ENGAGEMENT AU SOL ; NÉANT DE TOUT MOYEN TRANSITOIRE.


Lettre de M. Bovis sur l’engagement au sol. — Entre l’engagement au sol et la servitude, il n’y a d’autre différence que celle du travail forcé au travail esclave. — Le nègre ne voudra pas de la glèbe. — Les colons l’ont combattue d’avance. — La glèbe reculerait indéfiniment l’abolition.


Reste maintenant l’engagement au sol, celui de tous les modes de transition qui paraît sourire davantage aux colons qui sentent la nécessité de faire un pas quelconque vers l’affranchissement. Nous allons transcrire une longue lettre qui contient toute la théorie de ce système et résume d’une manière très pittoresque les idées généralement émises par les créoles pour l’appuyer. Notre correspondant, M. Bovis (de la Guadeloupe), est un homme progressif, mais à la fois ardemment dévoué à la cause coloniale, qui est la sienne propre.

« Tout ce qui a été écrit sur l’esclavage, soit en bien, soit en mal, me démontre que le monde a tort à l’heure qu’il est, de faire le procès à ceux de l’antiquité qui possédaient des esclaves, comme aux esclaves eux-mêmes qui s’acceptaient pour tels. Je ne dirai certainement pas que l’esclavage est de droit divin, je dis tout simplement que c’est un fait génésiaque, arrivé je ne sais d’où, ni comment, mais certainement le fait le plus anciennement constaté ; il se mêle aux instincts de sociabilité de l’homme, car à peine en voit-on quelques-uns de rassemblés, que déjà quelques-uns sont esclaves : c’est un parasite qui a cru dans la racine de l’arbre et a grandi avec lui.

« L’homme a reçu de Dieu ses instincts de sociabilité, mais Dieu a laissé à l’homme de former sa société, et par conséquent de la modifier. De modifications en modifications, l’homme en est venu à reconnaître que l’esclavage était une injure faite à sa nature, aussi les sociétés les plus avancées ont-elles rejeté l’esclavage.

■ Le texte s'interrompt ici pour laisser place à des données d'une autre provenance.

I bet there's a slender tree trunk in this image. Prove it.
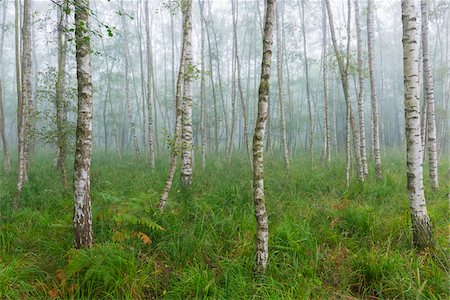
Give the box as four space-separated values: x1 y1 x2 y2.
402 0 433 249
55 1 68 190
13 0 32 209
354 0 368 181
120 0 141 159
181 0 195 187
158 0 191 212
199 0 206 169
322 2 331 167
73 0 93 248
325 0 359 187
0 0 11 174
420 0 439 190
297 0 315 165
276 2 289 169
232 0 251 162
145 0 156 169
253 0 276 274
367 0 382 179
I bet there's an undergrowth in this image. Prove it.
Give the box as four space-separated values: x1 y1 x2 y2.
0 155 450 299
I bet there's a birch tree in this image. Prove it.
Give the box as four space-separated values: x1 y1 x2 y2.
158 0 188 212
13 0 32 209
73 0 93 248
322 1 331 166
420 0 439 190
181 0 195 186
253 0 276 274
402 0 433 249
276 3 289 169
55 1 68 190
367 0 382 179
354 0 368 181
145 0 156 168
0 0 11 174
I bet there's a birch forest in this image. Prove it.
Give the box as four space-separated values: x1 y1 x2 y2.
0 0 450 299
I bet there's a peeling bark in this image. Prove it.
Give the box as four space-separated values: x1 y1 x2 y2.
402 0 433 249
253 0 276 274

Membre comme vous, monsieur, d’une de ces dernières sociétés, je rejette aussi l’esclavage ; mais en principe d’abord, parce qu’un principe généralise et embrasse tout, sans tenir compte des empêchemens : un principe est comme une course au clocher, il franchit haies et fossés comme une surface plane. Mais il n’en est pas de même de l’application, l’application procède par statistique ; elle note les obstacles, elle tient état des temps et des lieux : un principe agit abstractivement et l’application agit par réaction. Ainsi, humanitaire comme vous, je pourrais bien vouloir l’abolition d’une manière absolue ; mais sociétaire comme moi, vous ne devez la vouloir que d’une manière relative.

« La France a fait son émancipation lentement et graduellement : la révolution n’a été que le bouquet d’une illumination commencée dans la nuit de ses âges ! Sera-t-il dit que parce que la France était parvenue à la maturité nécessaire pour recueillir, d’autres peuples, sous des températures et des conditions différentes, y soient également parvenus ? C’est ce que je conteste, et ce que l’évidence nie avec moi.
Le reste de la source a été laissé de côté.